La conférence d’ouverture, ou interviendra le secrétaire d’État au numérique Cédric O, donne d’ailleurs le ton général : “La capacité d’adaptation grâce aux nouvelles technologies, à l’intelligence humaine et artificielle”.

Mais finalement, ces smart city, sont-elles vraiment intelligentes ?

La question peut paraître saugrenue, mais pour GreenSI, aujourd’hui, ces villes sont plus connectées qu’intelligentes.

Lançons le débat avec ce billet !

Elles organisent la création de données, par des capteurs ou des habitants, mais pour des finalités très limitées comme d’optimiser l’éclairage public, éviter les inondations ou de faciliter les déplacements.

Elles reposent sur des algorithmes prédéfinis à l’avance, comme : “s’il n’y a personne dans la rue alors tu peux baisser la luminosité de 50%”. Algorithme ou intelligence ?

L’intelligence fait référence à la faculté de connaître (de se rappeler et donc d’avoir les données) mais aussi de comprendre, ce qui permet ensuite de s’adapter. C’est une notion dynamique et l’homme a appris à la maîtriser. Aujourd’hui c’est la connaissance qui permet à ces villes de s’adapter, via des algorithmes codés, sans passer par la case “compréhension” au-delà des cas déjà connus et documentés. Pour GreenSI, ce n’est donc pas encore un mécanisme de mise en œuvre d’une intelligence de la ville.

De plus, de cette façon, elles savent résoudre des problèmes dans chaque domaine séparément, mais pas encore de façon transverse aux domaines, ce qui est une autre étape dans le degré d’intelligence. C’est ce que GreenSI appelle, la différence entre compliqué et complexe.
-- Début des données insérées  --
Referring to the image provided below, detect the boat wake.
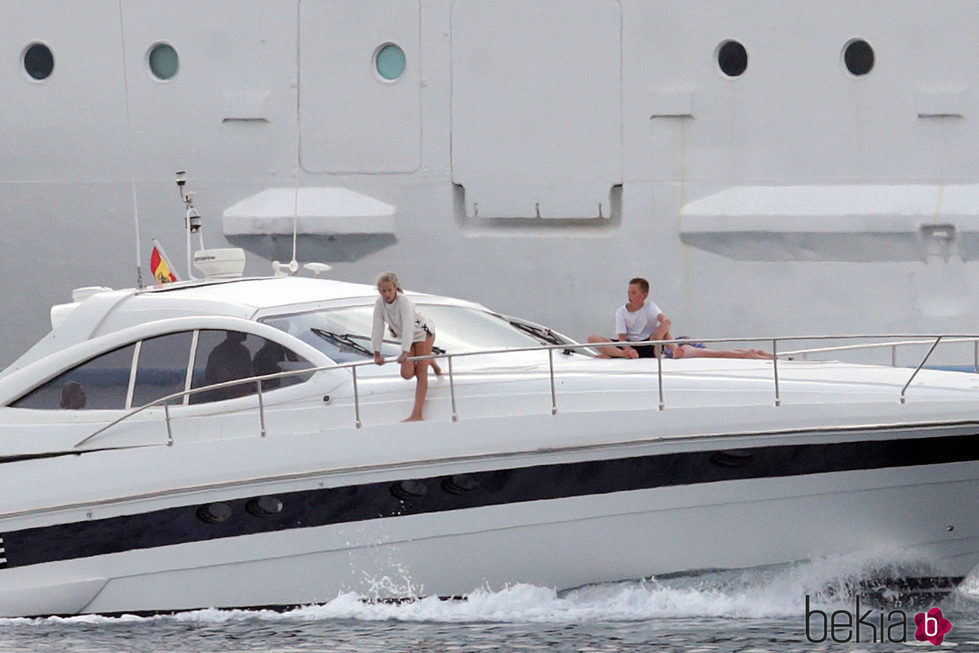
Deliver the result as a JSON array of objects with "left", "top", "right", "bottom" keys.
[{"left": 12, "top": 550, "right": 978, "bottom": 626}]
Pour résoudre un problème compliqué il faut juste plus de puissance, plus de travail, plus de ressources, plus d’énergie… Ce n’est pas toujours accessible, mais cela n’est finalement pas si compliqué 😉

En revanche pour résoudre un problème complexe, qui cumule des problèmes différents (de chaque métier) et les croise de façon exponentielle, il faut diversifier les expertises, les faire collaborer tout en cherchant à réduire les dépendances. Éclairer une rue réduit la délinquance mais perturbe la biodiversité nocturne. L’optimum de l’algorithme d’éclairage précédent devient tout d’un coup moins évident…

Pour résoudre ce problème, ces villes doivent donc connecter beaucoup plus d’acteurs, publics mais aussi privé, associatifs et citoyens. Une des façons d’avancer dans cette direction est d’échanger des données de façon très transverse sur le territoire, de mettre en place une plateforme technologique de données, et de co-construire ensemble des solutions. Un bon moyen de démarrer est souvent de commencer par recenser toutes ces initiatives et de s’appuyer sur cette énergie pour créer une vision globale partagée.

En regardant de près les plateformes des projets de smart city, on peut imaginer la complexité potentielle des problèmes que le territoire peut résoudre avec. Pour GreenSI, les formes dominantes de ces plateformes sont classées en “open data”, “big data” et “hyperviseur”.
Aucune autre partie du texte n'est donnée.